When Nicholas II fell from power, the Provisional Government decreed amnesty for all political prisoners; common criminals too were released. Local jailers and policemen fled the area in panic. There were urban disturbances before calm was restored and the town returned to a more settled condition. Yet everyone remembered its penal history, and Kerensky understood that if Nicholas went to Tobolsk, it would look like his just desserts for the isolation and detention he had meted out to the enemies of the old order. This would be a political bonus for Kerensky, who could not afford to appear to be indulgent to the Romanovs. Even so, there was no intention of putting them in jail, far less to subject them to penal labour. On the contrary, the idea was to keep them in dignified circumstances, albeit not at the high level of the Alexander Palace. And they were to be protected from physical harm. This was why Tsarskoe Selo was no longer appropriate as a place of confinement. Kerensky knew from the report made by Vershinin and Makarov that Tobolsk was unusually quiet for a Russian town in the summer of 1917. Its only brush with ructious behaviour had been in earlier years when Rasputin, taking a break from the capital, had paid an extended visit. He got thunderously drunk night after night and propositioned a string of local women. He also secured the acceptance of a district overseer as a priest of the Orthodox Church; he even obtained the promotion of a Tobolsk ne’er-do-well called Varnava to a bishopric.14

This had come to seem like ancient history and the local political leaders were seeking to dissociate the town from Rasputin. The urban administration continued to function. Economically, Tobolsk was largely cut off from the rest of Russia, and its inhabitants were suffering less than people in Petrograd, Moscow and the other big industrial centres whose food supplies were depleted. Farmers brought their produce to the markets, troops were more orderly than they were elsewhere and the law was treated with respect. A soviet had been elected, but Bolsheviks were a negligible presence and Socialist-Revolutionaries and Mensheviks headed the labour movement in the town.

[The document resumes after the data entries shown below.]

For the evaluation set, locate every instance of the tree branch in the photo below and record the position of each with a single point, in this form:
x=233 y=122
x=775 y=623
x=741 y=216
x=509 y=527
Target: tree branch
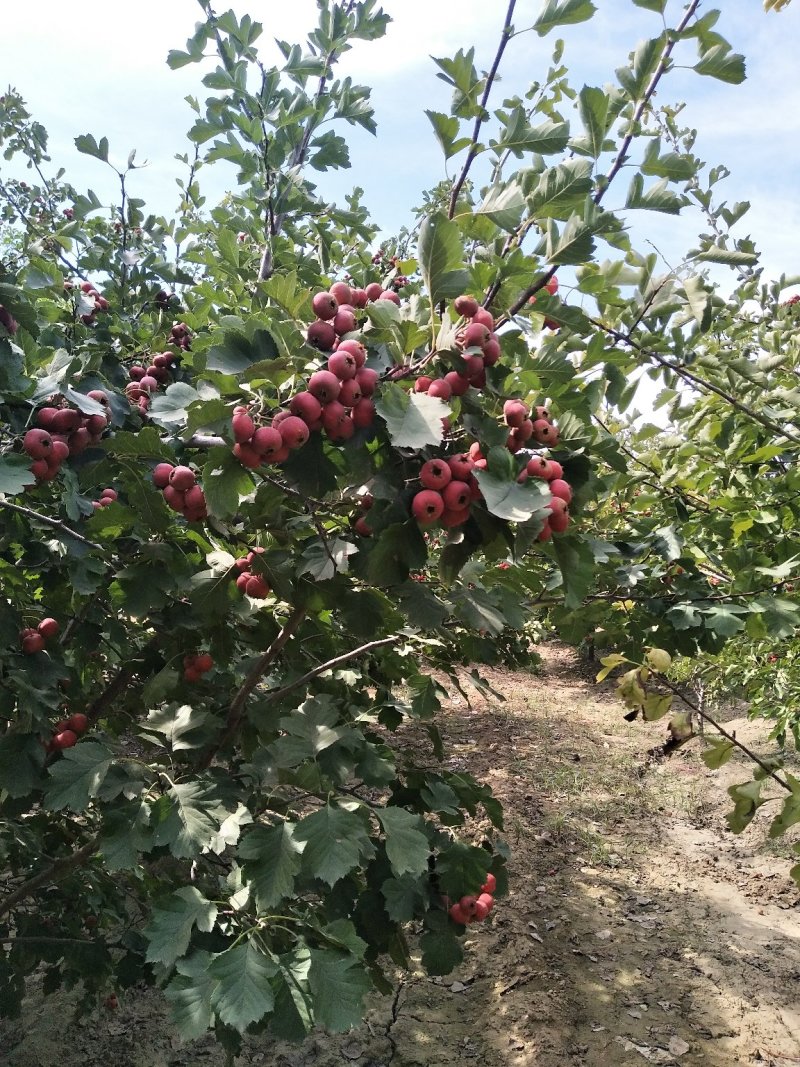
x=254 y=675
x=56 y=523
x=505 y=37
x=54 y=873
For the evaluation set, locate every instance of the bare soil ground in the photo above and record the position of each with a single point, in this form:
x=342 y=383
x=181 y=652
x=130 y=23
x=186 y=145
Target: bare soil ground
x=638 y=928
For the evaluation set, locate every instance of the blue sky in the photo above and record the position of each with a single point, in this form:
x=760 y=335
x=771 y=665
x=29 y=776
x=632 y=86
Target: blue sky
x=84 y=70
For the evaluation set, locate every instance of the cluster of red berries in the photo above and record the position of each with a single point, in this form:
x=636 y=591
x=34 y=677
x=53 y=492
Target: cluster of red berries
x=253 y=585
x=35 y=640
x=100 y=304
x=479 y=347
x=196 y=665
x=450 y=488
x=524 y=428
x=146 y=380
x=181 y=491
x=107 y=496
x=62 y=432
x=470 y=909
x=180 y=335
x=67 y=732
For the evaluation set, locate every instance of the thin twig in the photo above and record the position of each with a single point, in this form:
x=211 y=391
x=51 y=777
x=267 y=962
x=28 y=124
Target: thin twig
x=480 y=118
x=56 y=523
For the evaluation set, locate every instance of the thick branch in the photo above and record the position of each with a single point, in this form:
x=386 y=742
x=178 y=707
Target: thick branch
x=729 y=736
x=54 y=873
x=330 y=665
x=56 y=523
x=672 y=38
x=505 y=37
x=254 y=677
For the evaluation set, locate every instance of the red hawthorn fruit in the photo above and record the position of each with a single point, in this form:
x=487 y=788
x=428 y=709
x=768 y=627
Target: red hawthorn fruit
x=484 y=318
x=356 y=350
x=441 y=388
x=364 y=413
x=41 y=470
x=435 y=474
x=161 y=475
x=333 y=413
x=466 y=306
x=341 y=292
x=450 y=519
x=491 y=351
x=427 y=507
x=64 y=739
x=456 y=495
x=458 y=384
x=321 y=335
x=342 y=364
x=350 y=393
x=37 y=444
x=476 y=335
x=305 y=405
x=562 y=489
x=538 y=466
x=182 y=478
x=460 y=466
x=514 y=412
x=293 y=431
x=544 y=432
x=33 y=643
x=45 y=417
x=324 y=305
x=344 y=321
x=267 y=442
x=367 y=381
x=243 y=427
x=324 y=385
x=257 y=588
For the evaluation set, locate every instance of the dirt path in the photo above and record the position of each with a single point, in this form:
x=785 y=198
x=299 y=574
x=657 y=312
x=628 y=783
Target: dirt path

The Provisional Government had sound reason to believe that it had made a good choice when sending the Romanovs to Tobolsk. It is true that labour organizations outside Tobolsk distrusted Kerensky’s arrangements. Already on 18 August, when the family was on board the Tyumen–Tobolsk steamer, the Ekaterinburg District Soviet – not yet dominated by Bolsheviks – was expressing concern about the transfer. In a message to the Central Executive Committee of the Congress of Soviets in Petrograd, its leaders reported the spread of rumours that the Romanovs were really bound for Harbin across the Chinese border. The same soviet cabled other soviets along the Trans-Siberian Railway asking them to investigate the rumours and take whatever precautions were necessary.15 Ekaterinburg’s socialist leadership was hopelessly misinformed about the family’s whereabouts and direction of movement. But its message of complaint was a harbinger of later developments when regional soviets in both western Siberia and the Urals decided that Tobolsk could not be left to itself and intervened in the interests of the revolutionary security.

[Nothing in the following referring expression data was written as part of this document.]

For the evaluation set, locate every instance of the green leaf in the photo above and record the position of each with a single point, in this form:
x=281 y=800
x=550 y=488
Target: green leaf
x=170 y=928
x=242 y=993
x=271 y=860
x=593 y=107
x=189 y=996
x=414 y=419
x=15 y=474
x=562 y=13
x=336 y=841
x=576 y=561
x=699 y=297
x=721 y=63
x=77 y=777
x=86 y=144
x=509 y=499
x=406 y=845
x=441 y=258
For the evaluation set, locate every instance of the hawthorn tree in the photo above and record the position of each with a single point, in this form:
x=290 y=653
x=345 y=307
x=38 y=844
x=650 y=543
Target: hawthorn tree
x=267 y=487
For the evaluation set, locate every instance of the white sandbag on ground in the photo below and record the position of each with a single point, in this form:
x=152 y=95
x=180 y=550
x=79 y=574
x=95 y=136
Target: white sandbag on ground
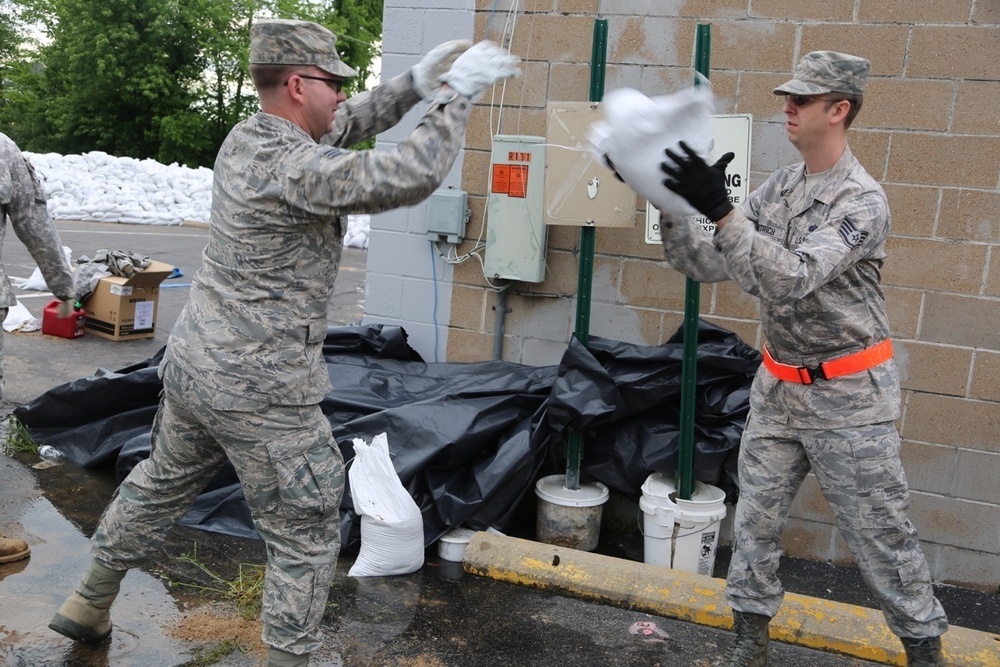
x=392 y=529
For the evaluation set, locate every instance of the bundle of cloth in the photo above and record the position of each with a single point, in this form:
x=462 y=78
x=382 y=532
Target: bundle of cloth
x=637 y=129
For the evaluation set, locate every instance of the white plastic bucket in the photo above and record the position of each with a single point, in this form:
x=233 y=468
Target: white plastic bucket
x=452 y=544
x=694 y=525
x=569 y=517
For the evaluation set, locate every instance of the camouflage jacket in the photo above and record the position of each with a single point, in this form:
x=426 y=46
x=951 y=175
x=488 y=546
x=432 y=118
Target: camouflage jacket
x=814 y=262
x=254 y=325
x=22 y=200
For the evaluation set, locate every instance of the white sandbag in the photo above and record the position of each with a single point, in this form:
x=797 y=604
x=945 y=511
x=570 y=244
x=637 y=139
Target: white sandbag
x=19 y=318
x=392 y=530
x=637 y=129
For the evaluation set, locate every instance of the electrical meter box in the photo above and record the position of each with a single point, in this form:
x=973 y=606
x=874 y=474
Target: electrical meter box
x=579 y=188
x=515 y=230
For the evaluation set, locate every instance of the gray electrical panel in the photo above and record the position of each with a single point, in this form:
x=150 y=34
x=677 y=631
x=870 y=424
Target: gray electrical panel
x=447 y=213
x=515 y=228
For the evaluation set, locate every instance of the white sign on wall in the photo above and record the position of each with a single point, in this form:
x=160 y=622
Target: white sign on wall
x=732 y=133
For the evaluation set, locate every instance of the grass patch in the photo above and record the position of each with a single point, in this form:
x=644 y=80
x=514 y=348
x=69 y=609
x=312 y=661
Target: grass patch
x=16 y=438
x=244 y=591
x=206 y=657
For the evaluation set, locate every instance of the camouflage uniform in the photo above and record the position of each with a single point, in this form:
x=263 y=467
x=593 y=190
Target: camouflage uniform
x=243 y=371
x=22 y=200
x=814 y=263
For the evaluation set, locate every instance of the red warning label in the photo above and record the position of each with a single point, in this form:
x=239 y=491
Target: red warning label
x=510 y=180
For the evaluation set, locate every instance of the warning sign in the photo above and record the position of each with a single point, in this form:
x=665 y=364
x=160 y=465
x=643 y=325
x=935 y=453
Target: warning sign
x=510 y=180
x=732 y=133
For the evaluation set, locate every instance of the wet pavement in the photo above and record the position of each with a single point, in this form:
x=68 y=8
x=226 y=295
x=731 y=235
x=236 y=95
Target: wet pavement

Kerensky was well aware that agencies of the labour movement ‘in the localities’ were capable of taking affairs into their own hands and flouting the prerogatives of his government. The Tsaritsyn Soviet, in the Volga region, declared itself an independent republic and called on other cities to challenge the cabinet in Petrograd. The Russian economy was in free fall as bank credit dried up, factories closed and peasants refused to release their grain stocks to the official procurement bodies. The normal apparatus of state power was disintegrating. The police no longer existed and desertions from the armed forces at the Eastern Front were becoming commonplace. Kerensky remained committed to the Allied cause – his fate was inextricably linked to an early defeat of Germany even if it was going to have to be achieved in northern France rather than Poland or Ukraine. For the moment he hoped that he had solved at least one of his problems by transporting Nicholas and his family to a distant provincial capital in western Siberia.